Now, about the part I told you to skip if you have a queasy stomach. I have not had a full bowel movement since Friday, Aug 2. That's day 6 I am on now that I have been completely backed up and miserable. I have taken laxatives, stool softeners, drank prune juice and done just about anything you can think of to try and make stuff move. I have discovered that people will gallbladder issues can also have horrible constipation and pain. My doctor has prescribed more pain meds, but that isn't going to solve the issue of me not digesting and disposing of anything in my body. I know I haven't eaten much the past few days, but Friday, Saturday, Sunday and Monday I ate pretty normally (not greasy or fatty) and that stuff has not been disposed of yet. On Tuesday night I was awake until 4:00 in the morning with the worst pain of my life. Not only was my gallbladder acting out, but the pain in my lower stomach was excruciating. I had my husband call the Emergency Room because I didn't want to go unless they were going to be able to actually operate and get rid of the damn thing. They said they couldn't make any guarantees so I sucked it up and after pain medication I finally got some sleep. 

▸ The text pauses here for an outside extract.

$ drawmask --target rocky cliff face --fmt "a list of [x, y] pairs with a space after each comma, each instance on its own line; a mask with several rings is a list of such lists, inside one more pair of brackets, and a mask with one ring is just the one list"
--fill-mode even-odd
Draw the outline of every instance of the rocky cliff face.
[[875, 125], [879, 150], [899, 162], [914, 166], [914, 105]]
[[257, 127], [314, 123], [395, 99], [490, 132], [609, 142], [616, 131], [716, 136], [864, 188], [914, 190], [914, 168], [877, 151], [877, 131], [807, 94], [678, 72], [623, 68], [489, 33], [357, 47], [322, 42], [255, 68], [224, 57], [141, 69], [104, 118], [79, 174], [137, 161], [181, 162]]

I haven't worked all week except for 4 hours on Monday and I am doing 3 hours today. I cannot handle sitting up for long periods of time because the pain gets too bad and I get severely nauseated. I'm actually regretting coming in today but I wanted to get what work I had done so that I'm not completely out of the loop. I have the most amazing employers and they have been SO understanding and have told me countless times that my job will be here for me and I just need to focus on getting better. I've never been more blessed with a job before than I am with being here. 

*sidebar*
I just heard on the radio they are making an Indiana Jones 5. WHAT?! Wasn't the last one ridiculous and horrible? Why? Why would you do another?! Oh, I know, so Rifftrax can make another Riff... like this one!
*endsidebar*

Holy stomach cramps, Batman. I think I am done updating for right now. I don't have much more to say besides the fact that I meet my surgeon tomorrow and I am PRAYING that they can get me in quickly. I don't want to wait 3 weeks to have this taken care of. 

Tuesday, August 6, 2013

Dear Gallbladder:

I wish you were gone. I wish when I went to the emergency room they would have taken you out of me. However, you are still inside my body and causing me ridiculous amounts of pain and frustration. The pain medications help, but now they are causing other issues. I cannot wait until my surgery. Then I can get back to somewhat of a normal life (once my body is not used to having a gallbladder.)

Sincerely,
Becky


Friday, August 2 Weigh In:
WI: -1.8
Total Pounds Lost: -4.4
Pounds to Lose: 98.8

I was very surprised that I lost. Glad, but surprised. I think my fear of eating because of my gallbladder has helped in my weight loss struggles. Except now I am unable to eat raw fruits or veggies which really puts a damper on my snack options and meal options. I'm eating too many carbs and not enough non processed foods. However, if avoiding vegetables keeps me from getting a gallbladder attack then I will do whatever it takes.

I don't have much else to update. On being debt free.... well, our emergency fund has once again been spent on my trip to the emergency room. Thank God for health insurance, but man the copay is not fun.

I hope everyone else is doing alright. Hopefully I will be able to post soon saying "It is gone! No more gallbladder!"